Prince Kofi Amoabeng, Chief Executive Officer of defunct UT Bank Ghana and five others whose alleged roles led to the collapse of the bank have appeared before an Accra High Court (Commercial Division).
The other five are Johnson Pandit Asiama, former Second Deputy Governor of Bank of Ghana (BoG), who is the first accused, Raymond Amantu Head of Banking Supervision Department (BSD) at BOG, UT Holdings Limited which had shares in UT Bank Ghana, Catherine Johnson, Head of Treasury and Robert Kwesi Armah, General Manager of Corporate Banking of UT Bank.
The accused have been variously charged with 42 counts of willfully causing financial loss, abetment of crime, Contravention of the bank of Ghana Act, fraudulently causing financial loss to the Republic, Fraudulent breach of Trust, Deceit of public officer and fabrication of evidence.
They have pleaded not guilty to the charges and were granted bail with various terms of condition.
Asiamah was granted to a self-recognizance bail.
Catherine Johnson was admitted to bail in the sum of GHC 20 million with two sureties, each of the sureties is to be justified.
Amoabeng and Armah were admitted to bail in the sum of GHC60 million with two sureties, each of the sureties is to be justified.
The Court presided over by Mr. Justice Samuel Asiedu, a Court of Appeal Judge Sitting with additional responsibility as a High Court Judge, ordered the accused to deposit their Passports to the Court’s Registry.
Accused persons are expected to reappear on February 26.
Lawyers of the accused took turns to make submissions for bail for their clients.
The case of the Republic led by Ms. Gloria A. Akuffo, the Minister of Justice and Attorney General (AG) is that by an agreement dated November 1, 2013, UT Bank granted a credit facility of $15 million to Lushann International Energy Ghana Limited (Lushann) for the purchase of crude oil to be supplied to Petraco Oil Company (Petraco) by Lushann.
The Ag said as security for the facility, Lushann assigned the stock to UT bank in furtherance to the supply of the crude oil to Petraco.
She said Lushann chartered a vessel call Olympic Faith owned by Melville Enterprises SA (Melville), a Liberian Company to receive the crude oil for onward delivery to Petraco.
Ms Akuffo said on January 14, 2014, Melville issued a writ of summons out of the registry of the High Court, Accra, against Lushann claiming the sum of $6,775,269.90 as unpaid fees for the charter of Olympic Faith.
Prosecution said UT Bank applied to join the suit as an interested party to contest Melville’s claim to the cargo under a Stock Assignment Agreement.
According to the prosecution, by an order dated January 27, 2017, the High Court directed that the cargo be sold and $7 million out of the proceeds deposited in an Escrow Account with UT Bank in the name of the Registrar of the High Court at an interest rate of two per cent per annum pending the final determination of the matter.

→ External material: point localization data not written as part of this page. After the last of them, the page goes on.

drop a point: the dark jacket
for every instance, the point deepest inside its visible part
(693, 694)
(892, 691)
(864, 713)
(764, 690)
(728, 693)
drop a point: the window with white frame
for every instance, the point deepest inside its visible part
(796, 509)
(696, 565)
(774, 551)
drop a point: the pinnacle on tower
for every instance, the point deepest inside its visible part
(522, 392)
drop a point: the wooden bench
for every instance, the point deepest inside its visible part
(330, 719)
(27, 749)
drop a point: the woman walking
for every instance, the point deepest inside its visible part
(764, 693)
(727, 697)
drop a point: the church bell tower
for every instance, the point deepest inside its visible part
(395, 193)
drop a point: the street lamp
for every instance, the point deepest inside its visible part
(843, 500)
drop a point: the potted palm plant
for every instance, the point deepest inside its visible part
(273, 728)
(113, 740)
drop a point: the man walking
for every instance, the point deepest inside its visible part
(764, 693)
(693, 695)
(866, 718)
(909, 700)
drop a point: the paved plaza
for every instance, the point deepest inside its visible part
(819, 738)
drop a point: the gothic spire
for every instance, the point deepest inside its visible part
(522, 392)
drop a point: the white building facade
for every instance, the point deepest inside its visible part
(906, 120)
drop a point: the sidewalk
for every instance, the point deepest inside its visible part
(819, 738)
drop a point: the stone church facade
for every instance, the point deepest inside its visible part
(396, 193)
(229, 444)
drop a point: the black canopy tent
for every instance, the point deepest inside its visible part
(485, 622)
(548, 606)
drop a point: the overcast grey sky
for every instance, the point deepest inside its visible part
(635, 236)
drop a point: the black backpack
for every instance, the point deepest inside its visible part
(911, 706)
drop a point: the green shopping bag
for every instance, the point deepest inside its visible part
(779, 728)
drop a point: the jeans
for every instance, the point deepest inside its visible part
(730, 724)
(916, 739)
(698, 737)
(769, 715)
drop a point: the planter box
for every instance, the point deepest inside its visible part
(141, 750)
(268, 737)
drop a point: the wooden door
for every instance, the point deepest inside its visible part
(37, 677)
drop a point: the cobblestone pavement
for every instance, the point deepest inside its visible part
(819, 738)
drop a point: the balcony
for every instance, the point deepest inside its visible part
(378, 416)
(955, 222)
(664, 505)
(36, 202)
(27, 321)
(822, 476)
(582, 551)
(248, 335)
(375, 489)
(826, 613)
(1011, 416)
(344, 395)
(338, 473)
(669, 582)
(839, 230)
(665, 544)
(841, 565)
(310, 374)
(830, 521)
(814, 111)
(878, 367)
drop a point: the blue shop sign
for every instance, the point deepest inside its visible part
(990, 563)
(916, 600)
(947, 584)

Prosecution said a letter dated February 21, 2014 addressed to the High Court and under the hand of Amoabeng and Wendy Miranda Bannerman, the Head of the Legal Department of UT Bank, confirmed the opening of the account and the payment of the sum of $7 million into the account as ordered by the Court.
Prosecution said subsequently, UT Bank submitted to the Registrar a statement of account and purported details of a call investment signed by Johnson and Armah and one Stephen Azumah which turned out to be false.

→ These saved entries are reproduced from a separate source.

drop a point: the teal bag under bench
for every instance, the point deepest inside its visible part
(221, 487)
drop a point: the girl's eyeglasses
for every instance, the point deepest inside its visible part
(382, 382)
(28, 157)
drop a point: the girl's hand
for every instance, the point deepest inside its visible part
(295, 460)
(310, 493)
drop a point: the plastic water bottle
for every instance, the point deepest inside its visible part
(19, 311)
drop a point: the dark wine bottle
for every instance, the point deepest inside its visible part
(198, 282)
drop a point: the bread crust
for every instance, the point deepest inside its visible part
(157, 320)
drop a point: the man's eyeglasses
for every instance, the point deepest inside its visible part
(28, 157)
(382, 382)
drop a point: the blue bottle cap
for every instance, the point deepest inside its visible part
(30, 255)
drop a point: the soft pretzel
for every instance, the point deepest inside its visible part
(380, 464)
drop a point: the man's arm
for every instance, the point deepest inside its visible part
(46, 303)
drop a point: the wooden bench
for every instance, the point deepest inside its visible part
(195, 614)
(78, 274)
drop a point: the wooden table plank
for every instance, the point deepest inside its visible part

According to prosecution, investigations revealed that even though Amoabeng, Johnson and Armah knew that there was no money in the account they deliberately persisted in submitting false statements to the Registrar.
Prosecution said on August 14, 2017, the BOG revoked the operating license of UT for violating banking laws and subsequently went into receivership.
Ms Akuffo said investigations conducted in the course of the receivership of UT revealed that investments totaling GHC51, 334,387.08 and $8,799,917 placed with UT by some 15 companies had been transferred to UT Holdings by UT without the knowledge or consent of the companies.
Prosecution said it was established that UT holdings did not have the license to take deposits and investments.
By a Letter, Prosecution said, dated April 28, 2016, UT requested additional liquidity support in the sum of GHC650-million from BoG.
Prosecution said upon the recommendation of Amantu, Asiamah approved an unsecured liquidity support facility of GHC 460 million without following prescribed mandatory statutory conditions.
Prosecution said no payment was made for the facility and by the same letter, UT Bank also requested a waiver of single obligor Limits for letters of credit in respect of MBG Limited in the sum of GHC45.8million, Kofi Jobs Limited in the sum of GHC46.9million and Holman Brothers Limited in the sum of GHC 48.5 million.
Again, prosecution said, upon the recommendation of Amantu, Asiamah without following prescribed mandatory statutory conditions, gave approval for single Obligor Waiver in respect of the letters of Credit previously granted by UT to its customers as follows:
The prosecution said out of the BoG Liquidity Support of GHC460 million, GHC413.09 million remains due to BoG.